Jak się dowiedzieliśmy, nieprawdziwe są pogłoski o tym, że Borowski miałby zostać wiceprezydentem Warszawy czy marszałkiem sejmiku mazowieckiego.
Ale stanowisko PO coraz bardziej się usztywnia. Szefowa warszawskiej PO posłanka Małgorzata Kidawa-Błońska powtórzyła, że w stolicy jej partia ma zamiar rządzić samodzielnie. - Budujemy szeroką koalicję poparcia dla różnych projektów i nasze stanowisko w tej sprawie się nie zmienia - poinformowała.
Platforma Obywatelska będzie miała w radzie Warszawy 27 radnych, PiS - 22, a "Lewica i Demokraci" - 11. Do większości potrzeba 31 mandatów.
Tusk powiedział, że PO nie przewiduje koalicji z SLD w Warszawie. Zapewnił, iż mówienie "SLD" zamiast "Lewica i Demokraci" nie jest z jego strony żadnym wybiegiem. Ale mimo to liczy, że elektorat Borowskiego poprze Gronkiewicz-Waltz, bo przecież łączy ich wspólny pogląd na sytuację w stolicy: "szansą dla Warszawy jest odsunięcie warszawskiego PiS od władzy".
- Bardzo szanuję wyborców Marka Borowskiego, ale ich głosy potrzebne są na rzecz tej zmiany, a nie na rzecz satysfakcji politycznej czy materialnej poszczególnych działaczy - zaznaczył. Dodał, że nie umawia się z lewicą na wspólne rządzenie miastem i "te sprawy uważa za zamknięte". Oczekuje od Borowskiego jedynie apelu, by jego wyborcy nie zbojkotowali II tury.
Poza tą rozgrywką wydaje się działać Marcinkiewicz. Zaapelował, by nie traktować stolicy jako "łupu politycznego".
- Wybory polityczne, partyjne odbyły się w niedzielę, warszawiacy wybrali partie polityczne do Rady Warszawy i naprawdę proszę polityków centralnych - radzę im i proszę ich o to - by zostawili Warszawę w spokoju - apelował komisarz.

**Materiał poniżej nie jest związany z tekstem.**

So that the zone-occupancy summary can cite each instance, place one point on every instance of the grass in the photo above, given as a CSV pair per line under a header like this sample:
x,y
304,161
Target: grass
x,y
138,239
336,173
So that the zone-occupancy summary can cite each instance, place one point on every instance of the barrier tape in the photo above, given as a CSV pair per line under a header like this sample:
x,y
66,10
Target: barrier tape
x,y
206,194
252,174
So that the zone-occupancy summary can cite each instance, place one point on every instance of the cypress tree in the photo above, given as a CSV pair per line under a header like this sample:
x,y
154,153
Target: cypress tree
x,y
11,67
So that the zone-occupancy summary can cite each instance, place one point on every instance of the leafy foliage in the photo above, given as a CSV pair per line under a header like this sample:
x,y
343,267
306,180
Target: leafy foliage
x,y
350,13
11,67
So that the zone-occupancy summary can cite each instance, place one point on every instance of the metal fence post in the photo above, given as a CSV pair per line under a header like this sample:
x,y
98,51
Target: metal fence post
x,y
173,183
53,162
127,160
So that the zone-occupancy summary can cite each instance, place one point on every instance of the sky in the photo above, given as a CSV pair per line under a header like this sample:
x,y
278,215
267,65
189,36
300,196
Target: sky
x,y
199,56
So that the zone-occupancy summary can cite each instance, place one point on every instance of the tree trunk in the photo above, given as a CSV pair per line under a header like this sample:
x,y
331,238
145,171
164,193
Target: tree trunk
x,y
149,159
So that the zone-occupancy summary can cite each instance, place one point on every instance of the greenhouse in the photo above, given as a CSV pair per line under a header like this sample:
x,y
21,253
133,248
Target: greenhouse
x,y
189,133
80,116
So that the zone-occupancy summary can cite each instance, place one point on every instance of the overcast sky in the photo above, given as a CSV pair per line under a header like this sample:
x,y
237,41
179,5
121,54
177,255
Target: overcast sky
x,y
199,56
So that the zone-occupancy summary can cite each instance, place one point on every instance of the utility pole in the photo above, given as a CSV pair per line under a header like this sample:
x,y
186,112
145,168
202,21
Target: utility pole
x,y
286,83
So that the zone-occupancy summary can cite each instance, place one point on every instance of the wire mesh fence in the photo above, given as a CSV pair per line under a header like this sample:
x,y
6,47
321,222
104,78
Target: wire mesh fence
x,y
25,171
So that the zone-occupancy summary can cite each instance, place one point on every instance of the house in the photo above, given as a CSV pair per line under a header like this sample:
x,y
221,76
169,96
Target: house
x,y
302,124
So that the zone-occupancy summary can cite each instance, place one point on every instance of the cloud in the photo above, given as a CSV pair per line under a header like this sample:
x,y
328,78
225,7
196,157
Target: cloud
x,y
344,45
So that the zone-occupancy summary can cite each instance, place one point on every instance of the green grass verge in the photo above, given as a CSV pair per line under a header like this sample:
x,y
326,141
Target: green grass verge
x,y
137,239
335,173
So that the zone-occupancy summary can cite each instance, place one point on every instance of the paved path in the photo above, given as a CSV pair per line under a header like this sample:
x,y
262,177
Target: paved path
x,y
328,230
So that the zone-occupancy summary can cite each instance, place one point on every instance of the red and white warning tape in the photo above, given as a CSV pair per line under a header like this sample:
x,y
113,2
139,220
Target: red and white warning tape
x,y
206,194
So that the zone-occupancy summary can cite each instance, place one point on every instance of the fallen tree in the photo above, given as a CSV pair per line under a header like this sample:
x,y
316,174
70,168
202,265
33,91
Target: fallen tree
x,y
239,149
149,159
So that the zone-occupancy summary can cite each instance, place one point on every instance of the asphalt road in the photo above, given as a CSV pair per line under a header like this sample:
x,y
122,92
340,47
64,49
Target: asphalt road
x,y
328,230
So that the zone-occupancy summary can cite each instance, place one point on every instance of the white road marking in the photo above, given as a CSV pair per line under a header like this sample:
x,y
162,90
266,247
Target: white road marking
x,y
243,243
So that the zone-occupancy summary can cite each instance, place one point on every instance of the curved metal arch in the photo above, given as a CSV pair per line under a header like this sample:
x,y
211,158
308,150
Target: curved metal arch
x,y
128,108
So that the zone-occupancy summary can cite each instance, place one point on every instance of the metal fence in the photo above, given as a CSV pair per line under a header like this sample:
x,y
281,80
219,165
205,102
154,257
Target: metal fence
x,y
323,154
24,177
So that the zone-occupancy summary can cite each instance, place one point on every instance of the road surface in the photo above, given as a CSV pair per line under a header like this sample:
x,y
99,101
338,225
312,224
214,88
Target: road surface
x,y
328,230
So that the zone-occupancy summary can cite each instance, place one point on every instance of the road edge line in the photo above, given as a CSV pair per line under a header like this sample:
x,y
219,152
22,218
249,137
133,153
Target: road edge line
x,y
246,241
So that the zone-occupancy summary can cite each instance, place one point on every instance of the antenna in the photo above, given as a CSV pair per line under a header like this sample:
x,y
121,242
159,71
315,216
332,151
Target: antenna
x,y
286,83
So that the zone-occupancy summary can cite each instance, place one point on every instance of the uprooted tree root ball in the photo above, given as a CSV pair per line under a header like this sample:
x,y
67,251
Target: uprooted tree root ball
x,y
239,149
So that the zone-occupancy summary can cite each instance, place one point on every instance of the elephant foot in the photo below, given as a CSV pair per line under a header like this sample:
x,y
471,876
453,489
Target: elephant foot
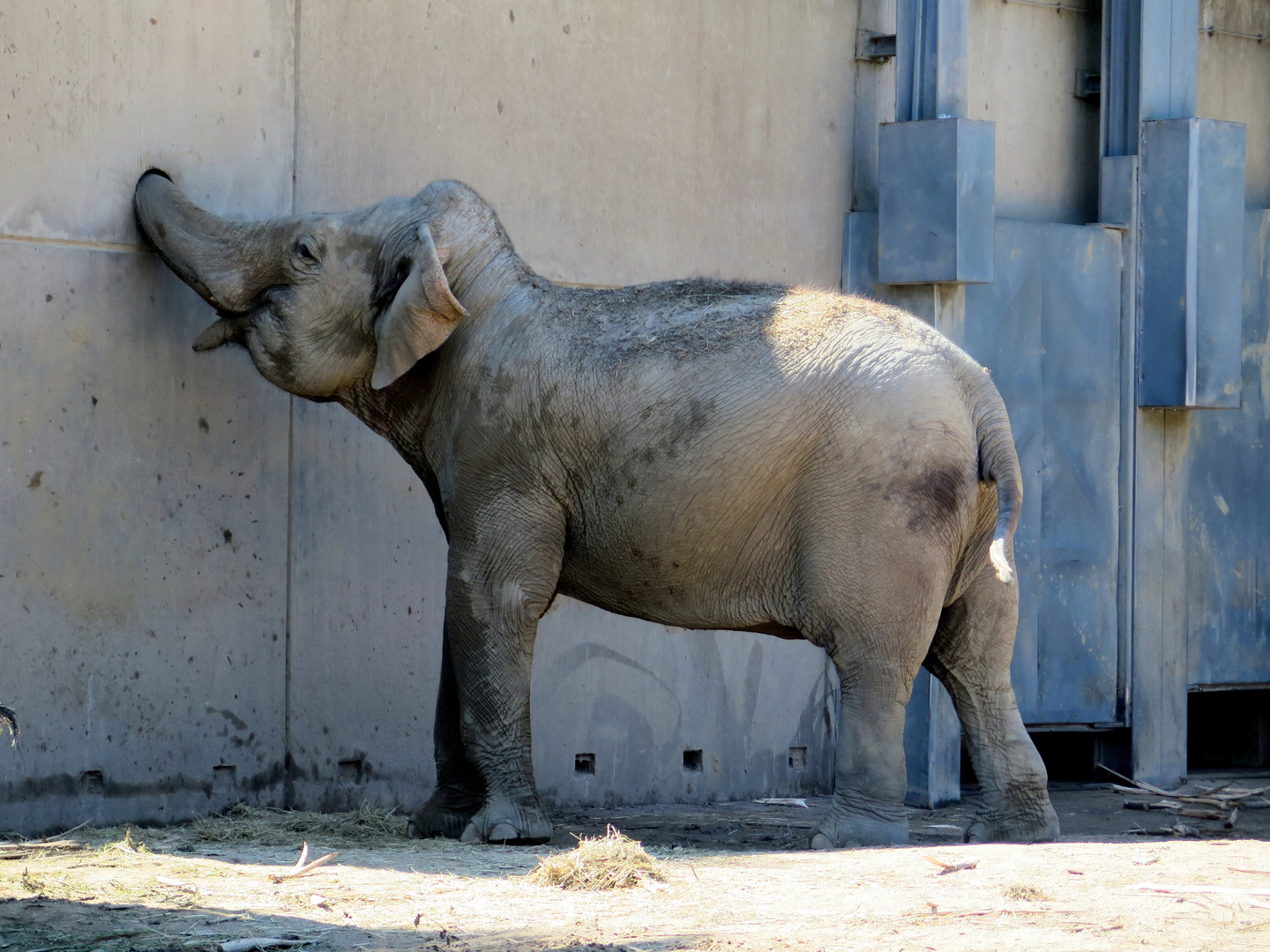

Kazimierz Marcinkiewicz dostał wczoraj jedną miłą wiadomość. Otóż jest liderem listopadowego rankingu zaufania do polityków. Według deklaracji ufa mu 63 proc. badanych w sondażu CBOS. Drugie miejsce wśród polityków najczęściej darzonych zaufaniem zajmuje minister zdrowia Zbigniew Religa (60 proc.), a trzecie - minister sprawiedliwości Zbigniew Ziobro (59 proc.). Zaufaniem prawie połowy ankietowanych cieszy się lider PO Donald Tusk (49 proc.).
Hanna Gronkiewicz-Waltz przegrywa w tym rankingu i z prezydentem, i z premierem, i nawet z Andrzejem Lepperem. Tylko w jej przypadku można mówić o raptownym pogorszeniu ocen. Niżej niż kandydatka PO są jeszcze Borowski i Olejniczak.